Cancer - Prostate

Prostate cancer is the second most commonly diagnosed cancer in men worldwide and the fifth leading cause of cancer death in men. Despite substantial research, the etiology of prostate cancer is not yet well understood. While age, race and family history have shown the strongest associations, no conclusive preventable risk factors have been identified. Therefore, work is ongoing to identify improved methods for accurate early diagnosis of prostate cancer.

Traditionally, the prostate-specific antigen (PSA) blood test has been used as a screening tool to determine which patients require confirmatory transrectal ultrasound-guided (TRUS) biopsy. However, PSA alone has a low specificity due to elevation under benign circumstances and TRUS biopsy misses clinically significant prostate cancer. These deficiencies can lead to incorrect diagnoses, inaccurate risk assessments and suboptimal therapy choices.

Multiparametric magnetic resonance imaging (mpMRI) is increasingly being incorporated into the prostate cancer diagnostic pathway to enable non-invasive cancer detection, targeted biopsy and targeted treatment planning. Whilst imaging protocols vary across centres, the most commonly collected sequences, and those recommended by the revised Prostate Imaging Reporting and Data System (PI-RADS v2) and Likert assessment system are, T2-weighted imaging (T2WI), diffusion-weighted imaging (DWI) and dynamic contrast-enhanced imaging (DCEI). Studies such as the “Prostate MRI Imaging study” (PROMIS) have shown that mpMRI prior to biopsy can identify men with elevated PSA who might safely avoid biopsy and that mpMRI followed by targeted biopsy can reduce the over-diagnosis of clinically insignificant cancer and improve the detection of clinically significant cancer.

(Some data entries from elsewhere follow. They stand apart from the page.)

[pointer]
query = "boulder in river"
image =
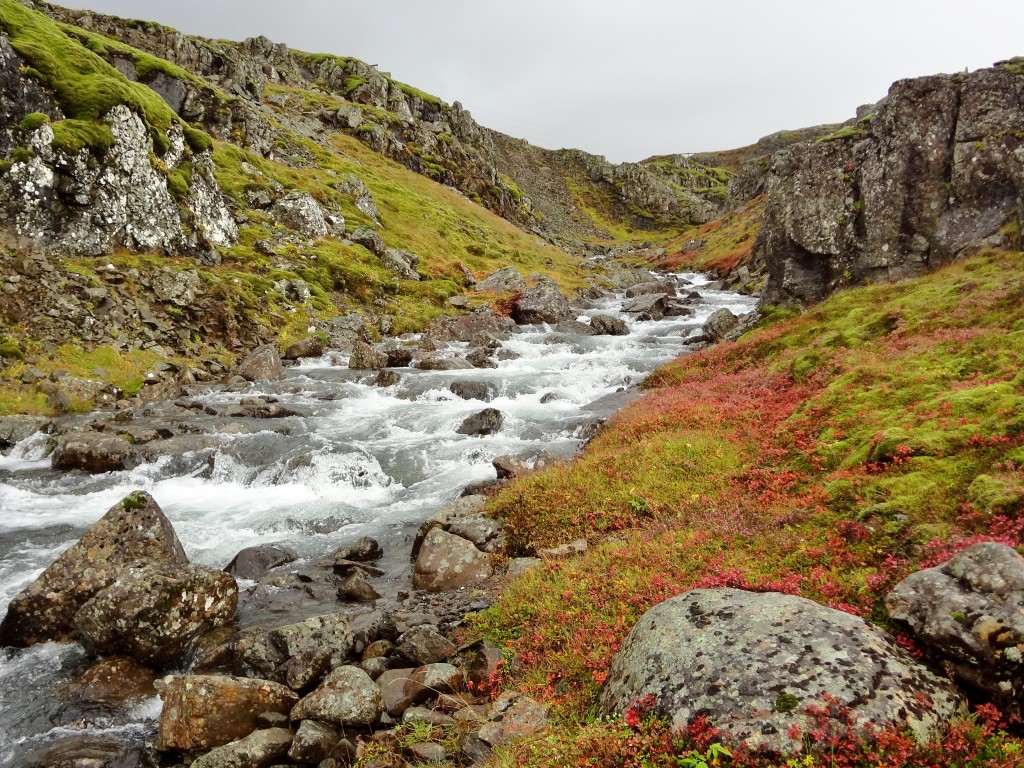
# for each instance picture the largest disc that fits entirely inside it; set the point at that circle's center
(263, 364)
(446, 561)
(969, 612)
(135, 528)
(93, 452)
(152, 612)
(346, 697)
(755, 664)
(485, 422)
(205, 711)
(542, 303)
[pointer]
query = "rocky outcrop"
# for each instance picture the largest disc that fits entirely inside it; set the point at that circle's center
(133, 529)
(969, 612)
(936, 169)
(757, 664)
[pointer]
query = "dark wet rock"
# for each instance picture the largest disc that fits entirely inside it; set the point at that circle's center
(424, 644)
(605, 325)
(261, 749)
(311, 346)
(261, 651)
(662, 287)
(255, 562)
(205, 711)
(969, 612)
(263, 364)
(506, 280)
(365, 550)
(542, 303)
(472, 390)
(152, 612)
(513, 716)
(753, 663)
(720, 324)
(112, 681)
(365, 357)
(647, 307)
(313, 741)
(465, 327)
(346, 697)
(135, 528)
(93, 452)
(485, 422)
(446, 561)
(357, 589)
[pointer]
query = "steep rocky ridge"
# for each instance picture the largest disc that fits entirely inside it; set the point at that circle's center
(934, 170)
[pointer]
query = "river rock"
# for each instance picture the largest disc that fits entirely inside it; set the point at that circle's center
(261, 651)
(152, 611)
(301, 212)
(485, 422)
(254, 562)
(446, 561)
(506, 280)
(260, 749)
(605, 325)
(311, 346)
(263, 364)
(313, 741)
(135, 528)
(93, 452)
(112, 682)
(346, 697)
(205, 711)
(424, 644)
(753, 663)
(365, 357)
(720, 324)
(969, 612)
(542, 303)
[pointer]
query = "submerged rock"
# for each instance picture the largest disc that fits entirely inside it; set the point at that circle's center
(969, 612)
(133, 529)
(755, 663)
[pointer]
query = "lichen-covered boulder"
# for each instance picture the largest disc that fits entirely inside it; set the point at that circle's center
(542, 303)
(446, 561)
(135, 528)
(969, 611)
(152, 612)
(755, 664)
(205, 711)
(347, 696)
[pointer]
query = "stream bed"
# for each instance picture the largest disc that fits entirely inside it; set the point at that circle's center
(361, 460)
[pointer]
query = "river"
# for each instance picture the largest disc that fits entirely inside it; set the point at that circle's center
(363, 461)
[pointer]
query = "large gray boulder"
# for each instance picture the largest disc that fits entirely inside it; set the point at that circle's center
(152, 612)
(755, 664)
(205, 711)
(969, 612)
(542, 303)
(135, 528)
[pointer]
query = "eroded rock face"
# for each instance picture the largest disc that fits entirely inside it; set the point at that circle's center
(754, 662)
(152, 612)
(135, 528)
(206, 711)
(937, 168)
(970, 612)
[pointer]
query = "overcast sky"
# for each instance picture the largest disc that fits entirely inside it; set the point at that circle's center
(629, 79)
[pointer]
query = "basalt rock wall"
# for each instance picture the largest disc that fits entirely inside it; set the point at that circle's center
(934, 171)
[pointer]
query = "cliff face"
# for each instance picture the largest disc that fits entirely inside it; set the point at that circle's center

However, reading mpMRI requires a high-level of expertise, can be prone to inter/intra-observer variability and is a time-consuming task. Computer-aided diagnosis (CAD) systems can help enable a more consistent assessment and reduce reading time. Our work focuses on developing CAD tools that use artificial intelligence to perform prostate cancer classification at the voxel, lesion and patient levels. Further, we hope to exploit uncertainty quantification methods to identify patient cases where CAD systems may fail due to factors such as poor registration between modalities or imaging artifacts.